Zugpferd 5G in Davos: 2019 wird gutes Jahr für Branche

Telekommunikationsbranche gibt sich zuversichtlich

Seit gestern läuft das Welt­wirt­schafts­forum (World Economic Forum) im schwei­ze­ri­schen Davos. Drei Tage werden sich hoch­ran­gige Wirt­schafts­ver­treter und Welt­po­li­tiker treffen und mitein­ander über aktu­elle Themen aus der Wirt­schaft disku­tieren. Dabei geht es auch um "5G", einem welt­weiten Stan­dard, der auf verschie­denen Frequenzen und in verschie­denen Regionen bereits ausge­rollt wurde oder bald wird.

Die Tech­no­lo­gie­branche steht nach Aussage von Indus­trie-Mana­gern vor einem guten Jahr 2019. „Viele Tech­no­lo­gien sind derzeit an einem Wende­punkt“, sagte der Verwal­tungs­rats-Vize­chef des chine­si­schen Tech­no­lo­gie­un­ter­neh­mens Huawei, Ken Hu, gestern auf der Jahres­ta­gung des Welt­wirt­schafts­fo­rums in Davos.

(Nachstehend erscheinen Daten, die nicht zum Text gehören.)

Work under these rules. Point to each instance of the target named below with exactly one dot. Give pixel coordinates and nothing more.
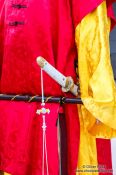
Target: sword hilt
(67, 83)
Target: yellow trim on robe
(98, 89)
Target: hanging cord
(42, 87)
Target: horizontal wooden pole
(49, 99)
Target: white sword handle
(67, 83)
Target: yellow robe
(98, 90)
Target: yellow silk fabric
(98, 89)
(87, 160)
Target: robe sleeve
(98, 89)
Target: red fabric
(81, 8)
(104, 156)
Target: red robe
(30, 28)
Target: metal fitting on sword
(66, 83)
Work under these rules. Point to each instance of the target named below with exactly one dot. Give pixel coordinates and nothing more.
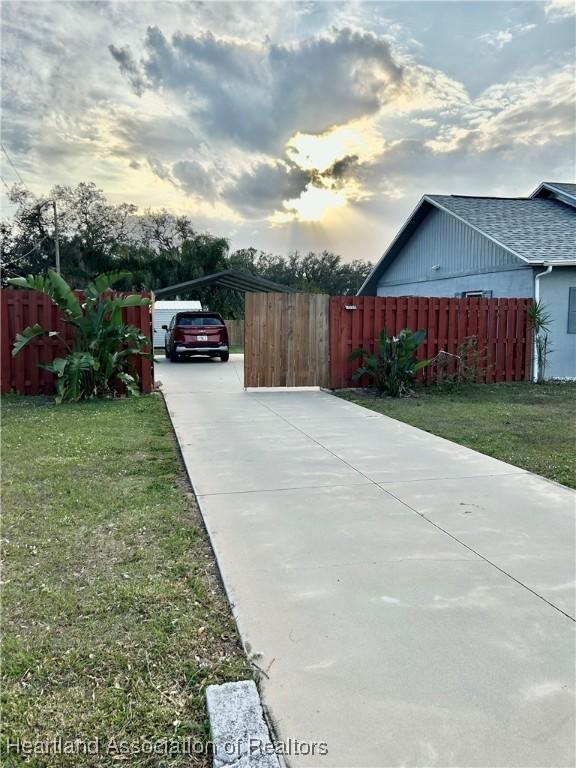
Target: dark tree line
(157, 248)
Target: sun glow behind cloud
(320, 155)
(312, 205)
(320, 151)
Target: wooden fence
(286, 340)
(20, 308)
(235, 332)
(500, 327)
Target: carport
(230, 278)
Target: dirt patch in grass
(114, 618)
(529, 425)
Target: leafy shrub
(393, 366)
(98, 363)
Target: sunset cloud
(285, 125)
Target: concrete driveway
(410, 601)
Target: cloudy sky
(290, 125)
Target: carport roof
(230, 278)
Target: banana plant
(393, 366)
(98, 363)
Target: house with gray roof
(454, 245)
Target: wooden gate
(286, 340)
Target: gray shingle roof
(537, 230)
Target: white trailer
(164, 311)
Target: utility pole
(56, 243)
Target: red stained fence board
(20, 374)
(500, 326)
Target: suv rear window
(198, 320)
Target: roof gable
(536, 230)
(559, 190)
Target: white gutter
(537, 277)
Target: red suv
(196, 333)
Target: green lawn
(531, 426)
(114, 618)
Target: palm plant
(393, 366)
(540, 321)
(98, 362)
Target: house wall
(515, 282)
(554, 290)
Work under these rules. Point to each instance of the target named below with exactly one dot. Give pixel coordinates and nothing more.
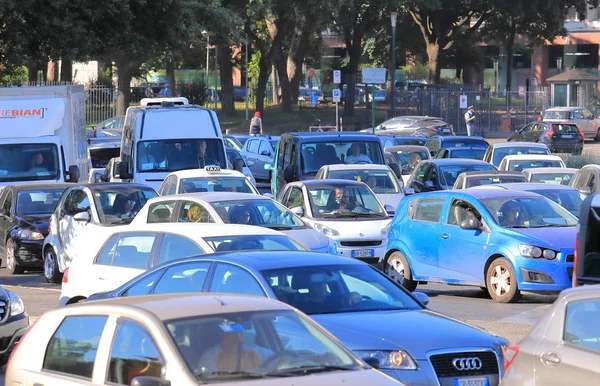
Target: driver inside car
(356, 156)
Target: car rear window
(565, 129)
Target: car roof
(209, 197)
(499, 145)
(318, 136)
(199, 173)
(547, 157)
(181, 305)
(550, 169)
(406, 147)
(202, 230)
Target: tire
(12, 265)
(51, 271)
(398, 268)
(501, 282)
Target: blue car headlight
(390, 360)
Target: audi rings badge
(466, 364)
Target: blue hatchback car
(505, 241)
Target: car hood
(417, 332)
(555, 238)
(311, 238)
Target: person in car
(356, 156)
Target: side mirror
(74, 174)
(471, 224)
(397, 170)
(82, 216)
(239, 165)
(371, 361)
(288, 174)
(298, 211)
(423, 298)
(149, 381)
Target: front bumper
(11, 331)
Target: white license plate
(471, 382)
(363, 253)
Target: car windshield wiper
(306, 370)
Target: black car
(441, 174)
(438, 142)
(14, 322)
(25, 212)
(394, 140)
(559, 137)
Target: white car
(346, 211)
(128, 251)
(380, 178)
(209, 179)
(518, 163)
(550, 175)
(234, 208)
(83, 215)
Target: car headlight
(16, 304)
(392, 360)
(536, 252)
(386, 229)
(326, 230)
(29, 234)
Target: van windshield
(179, 154)
(315, 155)
(29, 162)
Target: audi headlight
(326, 230)
(392, 360)
(30, 235)
(16, 304)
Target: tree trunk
(433, 56)
(123, 84)
(226, 73)
(66, 70)
(171, 77)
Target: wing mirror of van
(73, 174)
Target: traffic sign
(337, 76)
(373, 75)
(337, 95)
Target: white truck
(164, 135)
(42, 135)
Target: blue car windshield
(528, 212)
(330, 289)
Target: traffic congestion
(185, 256)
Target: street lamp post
(393, 16)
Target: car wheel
(501, 282)
(51, 271)
(397, 268)
(11, 261)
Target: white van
(42, 135)
(164, 135)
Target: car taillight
(19, 342)
(510, 354)
(575, 260)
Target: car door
(572, 357)
(460, 250)
(123, 257)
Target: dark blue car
(367, 311)
(504, 241)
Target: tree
(440, 23)
(537, 20)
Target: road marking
(36, 288)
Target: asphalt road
(467, 304)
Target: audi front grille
(448, 365)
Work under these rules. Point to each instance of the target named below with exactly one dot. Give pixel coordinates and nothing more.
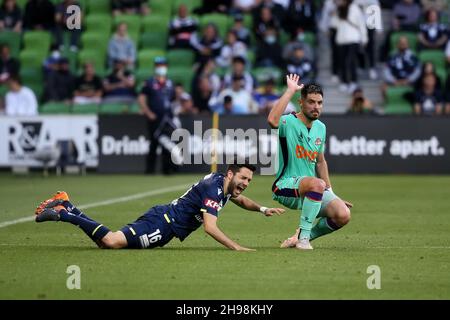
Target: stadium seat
(161, 7)
(96, 40)
(396, 102)
(92, 55)
(263, 73)
(180, 57)
(32, 58)
(412, 39)
(222, 22)
(113, 108)
(99, 23)
(436, 57)
(182, 75)
(31, 75)
(99, 6)
(85, 109)
(146, 57)
(155, 23)
(37, 40)
(133, 22)
(153, 40)
(13, 40)
(191, 5)
(54, 108)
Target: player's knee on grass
(313, 184)
(343, 215)
(114, 240)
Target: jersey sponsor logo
(212, 204)
(318, 142)
(302, 153)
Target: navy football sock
(94, 230)
(72, 209)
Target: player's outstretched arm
(277, 111)
(249, 204)
(211, 228)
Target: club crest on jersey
(318, 142)
(212, 204)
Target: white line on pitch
(106, 202)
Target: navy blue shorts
(149, 231)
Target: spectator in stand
(299, 64)
(351, 35)
(439, 5)
(129, 7)
(328, 25)
(208, 45)
(242, 100)
(182, 104)
(202, 93)
(122, 47)
(429, 100)
(242, 33)
(367, 56)
(61, 17)
(406, 16)
(432, 35)
(20, 100)
(10, 16)
(155, 101)
(207, 69)
(60, 83)
(268, 52)
(403, 67)
(8, 65)
(216, 6)
(265, 21)
(39, 15)
(301, 16)
(88, 87)
(427, 68)
(277, 10)
(238, 69)
(232, 48)
(181, 28)
(360, 105)
(119, 86)
(266, 96)
(244, 6)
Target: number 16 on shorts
(148, 239)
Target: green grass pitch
(399, 223)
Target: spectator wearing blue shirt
(155, 101)
(403, 67)
(433, 35)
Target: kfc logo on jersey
(212, 204)
(318, 142)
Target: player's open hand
(292, 82)
(271, 211)
(348, 204)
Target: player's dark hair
(236, 167)
(311, 88)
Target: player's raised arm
(249, 204)
(211, 228)
(277, 111)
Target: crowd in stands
(225, 56)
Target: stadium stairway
(337, 102)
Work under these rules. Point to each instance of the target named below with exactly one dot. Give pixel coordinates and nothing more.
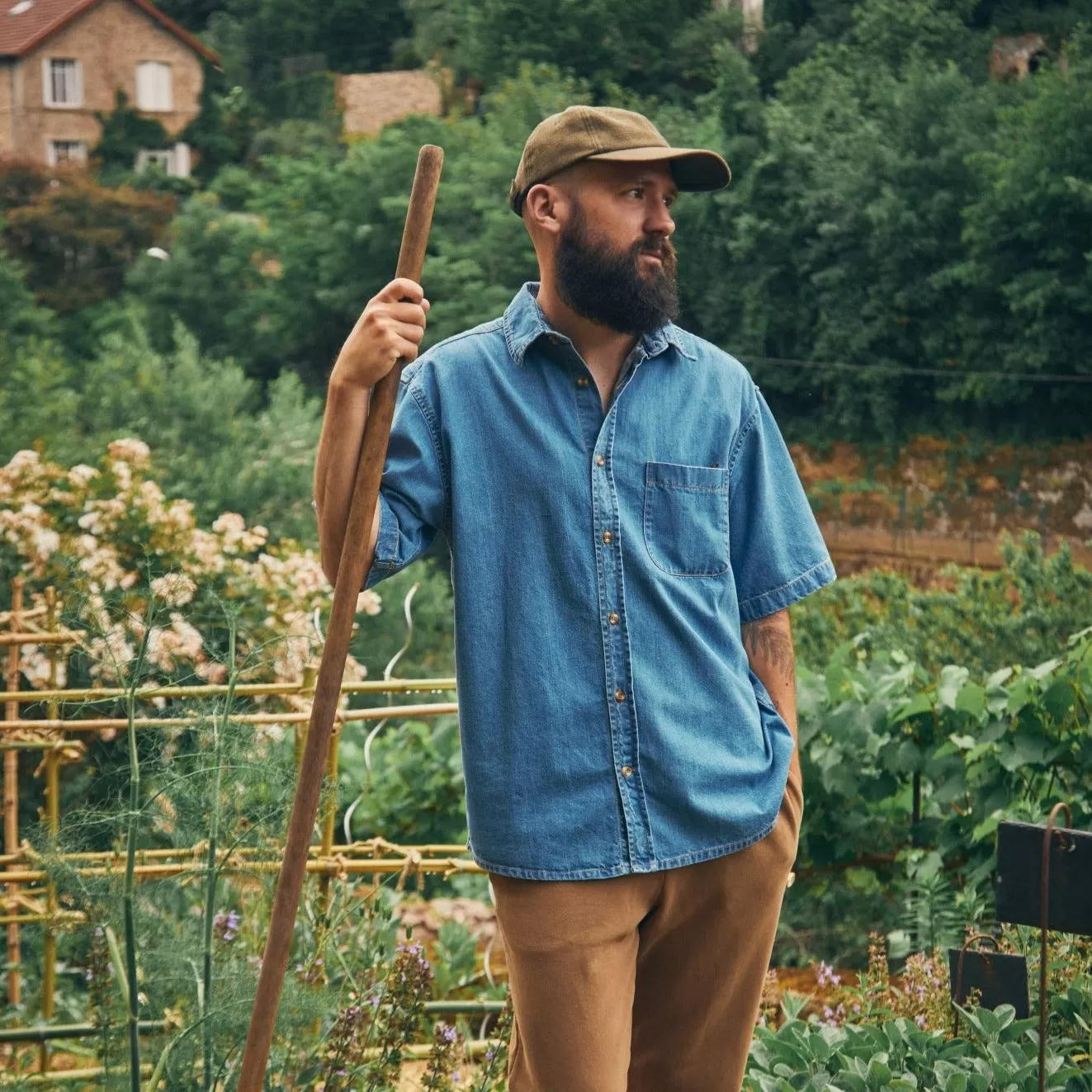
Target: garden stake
(959, 973)
(51, 760)
(1044, 893)
(11, 791)
(328, 688)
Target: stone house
(61, 60)
(368, 101)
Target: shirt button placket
(622, 713)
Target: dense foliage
(903, 246)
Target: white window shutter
(153, 87)
(143, 95)
(165, 88)
(182, 159)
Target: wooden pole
(340, 629)
(53, 761)
(11, 791)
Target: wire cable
(896, 369)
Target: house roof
(33, 23)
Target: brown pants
(649, 982)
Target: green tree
(77, 239)
(1024, 288)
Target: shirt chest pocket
(686, 519)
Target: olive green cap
(607, 132)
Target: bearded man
(626, 532)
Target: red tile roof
(19, 34)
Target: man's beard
(608, 286)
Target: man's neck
(602, 348)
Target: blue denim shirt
(602, 565)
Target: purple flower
(226, 926)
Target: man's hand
(391, 325)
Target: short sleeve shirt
(603, 563)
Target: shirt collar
(526, 322)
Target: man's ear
(544, 209)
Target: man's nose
(659, 220)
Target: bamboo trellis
(31, 896)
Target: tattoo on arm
(766, 640)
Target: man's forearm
(769, 645)
(335, 467)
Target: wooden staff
(328, 688)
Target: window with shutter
(63, 83)
(153, 87)
(64, 151)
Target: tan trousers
(645, 983)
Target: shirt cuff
(778, 598)
(385, 560)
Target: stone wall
(108, 40)
(7, 137)
(374, 100)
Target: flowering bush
(107, 537)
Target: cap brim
(695, 168)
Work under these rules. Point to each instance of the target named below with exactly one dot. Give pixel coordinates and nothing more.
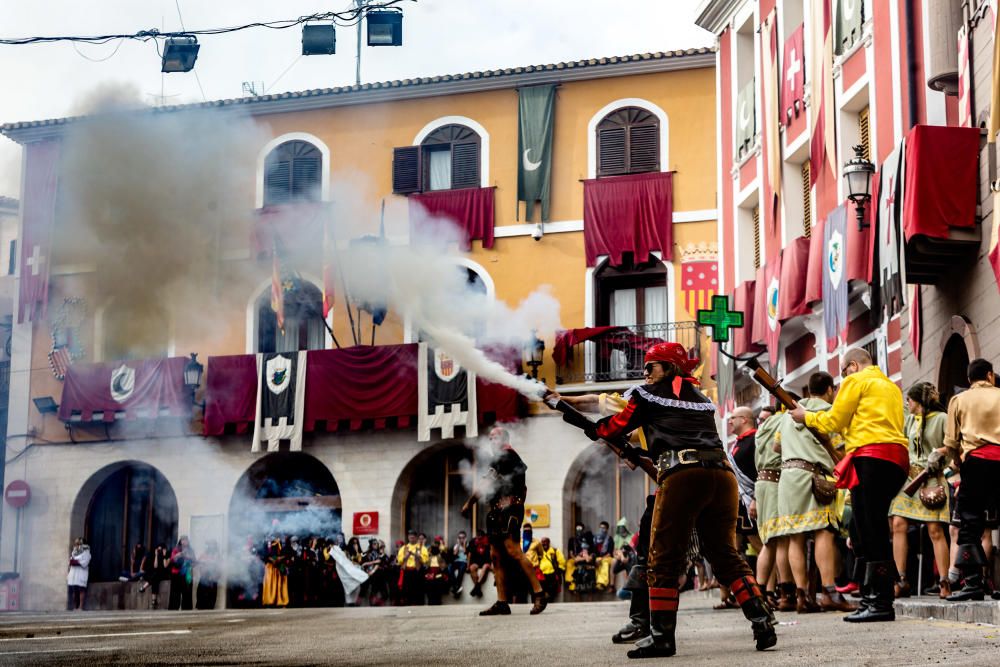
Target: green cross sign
(720, 318)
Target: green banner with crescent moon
(535, 118)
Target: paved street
(566, 634)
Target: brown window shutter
(465, 165)
(644, 148)
(306, 178)
(278, 183)
(406, 170)
(612, 158)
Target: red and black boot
(662, 625)
(755, 608)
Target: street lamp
(179, 54)
(533, 353)
(858, 171)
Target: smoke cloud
(152, 195)
(425, 283)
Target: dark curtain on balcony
(628, 214)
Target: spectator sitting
(480, 562)
(459, 563)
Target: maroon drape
(817, 256)
(361, 382)
(470, 209)
(159, 385)
(794, 267)
(628, 214)
(230, 393)
(565, 340)
(941, 180)
(38, 212)
(288, 226)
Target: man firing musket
(697, 489)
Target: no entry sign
(18, 493)
(366, 523)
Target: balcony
(614, 355)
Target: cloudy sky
(440, 37)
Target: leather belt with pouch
(769, 475)
(677, 459)
(824, 490)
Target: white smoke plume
(423, 282)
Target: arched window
(304, 328)
(292, 173)
(447, 159)
(437, 493)
(133, 505)
(628, 142)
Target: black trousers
(879, 482)
(979, 493)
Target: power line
(349, 17)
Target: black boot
(660, 642)
(662, 624)
(970, 560)
(755, 608)
(878, 594)
(638, 618)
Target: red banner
(942, 166)
(470, 209)
(41, 184)
(140, 389)
(628, 214)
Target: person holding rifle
(868, 412)
(925, 426)
(972, 433)
(506, 488)
(697, 489)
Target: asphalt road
(566, 634)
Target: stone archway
(959, 346)
(120, 505)
(430, 491)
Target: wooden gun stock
(765, 380)
(632, 456)
(917, 482)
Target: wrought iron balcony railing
(616, 353)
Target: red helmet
(673, 353)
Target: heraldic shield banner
(446, 395)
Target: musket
(772, 386)
(632, 456)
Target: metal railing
(617, 355)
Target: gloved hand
(935, 462)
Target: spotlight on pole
(319, 40)
(385, 27)
(179, 54)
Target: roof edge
(391, 91)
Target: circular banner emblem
(772, 304)
(835, 258)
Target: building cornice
(406, 89)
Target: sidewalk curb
(987, 611)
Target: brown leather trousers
(705, 499)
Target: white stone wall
(204, 472)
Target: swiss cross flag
(39, 212)
(793, 77)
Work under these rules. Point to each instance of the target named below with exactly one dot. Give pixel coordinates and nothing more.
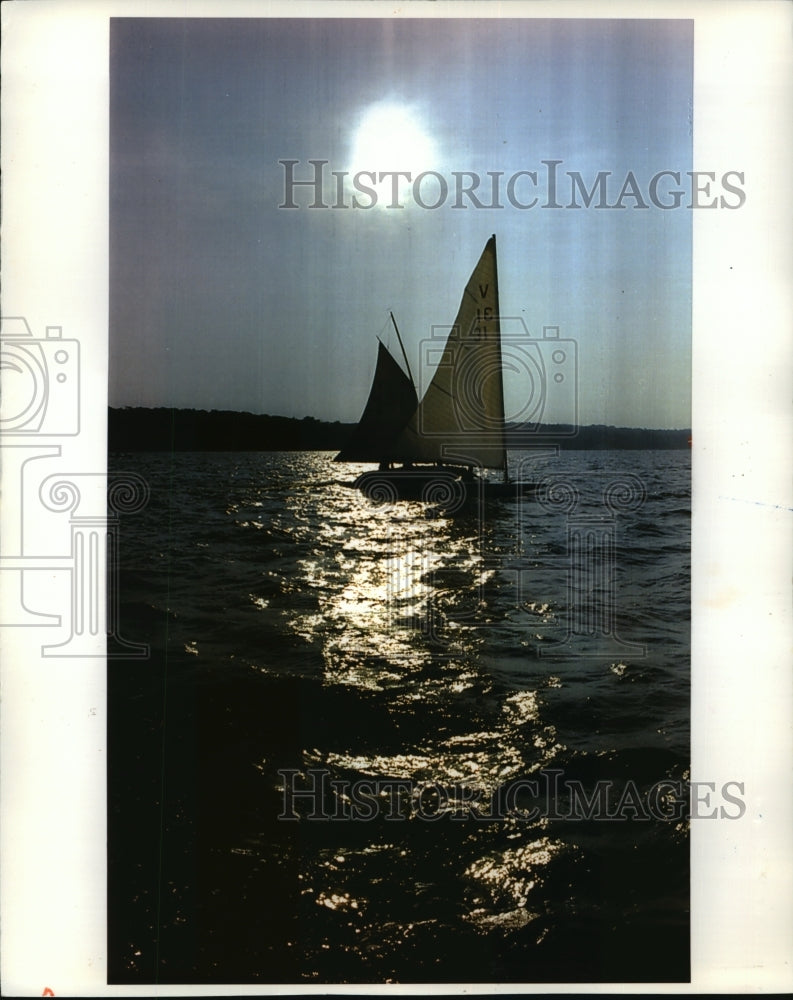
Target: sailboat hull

Insge­samt dürfte es ein großes Jahr für die "Tech-Indus­trie" werden, in dem der neue Mobil­funk­stan­dard 5G die Haupt­rolle spielen werde.

Der Professor für Okonomie, Klaus Schwab, ist der Gründer des Weltwirtschaftsforums in Davos.

Der Professor für Okonomie, Klaus Schwab, ist der Gründer des Weltwirtschaftsforums in Davos.
Foto: Picture Alliance / dpa

Ähnlich sieht es Rajeev Suri, Chef des finni­schen Netz­werk­aus­rüs­ters Nokia-Networks: "Künftig wird der tech­no­lo­gi­sche Fort­schritt viel mehr Menschen zugute kommen!" Die große Kluft der Vergan­gen­heit zwischen Menschen mit Zugang zur Digi­ta­li­sie­rung und solchen ohne Zugang werde keine Rolle mehr spielen, da viel mehr Leute Zugang zur Technik erhalten würden. Durch moderne Technik wie den schnellen Daten­funk 5G würden zudem immer mehr Rechen­leis­tung und Daten­spei­cher dezen­tra­li­siert vor Ort möglich.

Der 5G-Mobil­funk­stan­dard soll deut­lich schnel­lere Daten­über­tra­gungs­raten und mehr Stabi­lität bringen als der derzeit schnellste Stan­dard LTE/4G. Die Tech­no­lo­gie­branche erhofft sich damit gute Geschäfte, große Anbieter sind neben Huawei und Nokia etwa auch der schwe­di­sche Wett­be­werber Ericsson. Poli­ti­sche Turbu­lenzen Doch gerade auf die chine­si­schen Hersteller kommen Turbu­lenzen zu: In den USA und neuer­dings auch in Deutsch­land sind die Chinesen von Huawei (und ZTE) zuletzt wegen Sicher­heits­be­denken rund um ihre Daten­netz­werke schwer unter Druck geraten. Vom US-Netz­werk-Markt - etwa bei der Ausrüs­tung von Mobil­funk­sen­de­sta­tionen und Vermitt­lungs­knoten - ist der Konzern prak­tisch ausge­schlossen. Dabei spielen neben nach­voll­zieh­baren Sicher­heits­be­denken sicher auch handels­po­li­ti­sche Über­le­gungen eine Rolle. US-Behörden drängen andere Staaten, ihrem Beispiel zu folgen. In Austra­lien und Neusee­land stehen chine­si­sche Netz­werk­lie­fe­ranten bereits auf einer "schwarzen Liste", in Groß­bri­tan­nien und Norwegen gibt es bereits ein Umdenken oder mögliche Schritte werden noch geprüft. Auch in Deutsch­land wird neuer­dings über den Einsatz von Huawei-Produkten beim Ausbau des 5G-Mobil­funk­netzes disku­tiert, für das im Früh­jahr erste Lizenzen vergeben werden. Viele Netz­werk­be­treiber setzen parallel auf mehrere Liefe­ranten ("Multi vendor Stra­tegie"), um nicht zu abhängig zu werden und im Problem­fall auf andere Technik und deren Liefe­ranten auswei­chen zu können.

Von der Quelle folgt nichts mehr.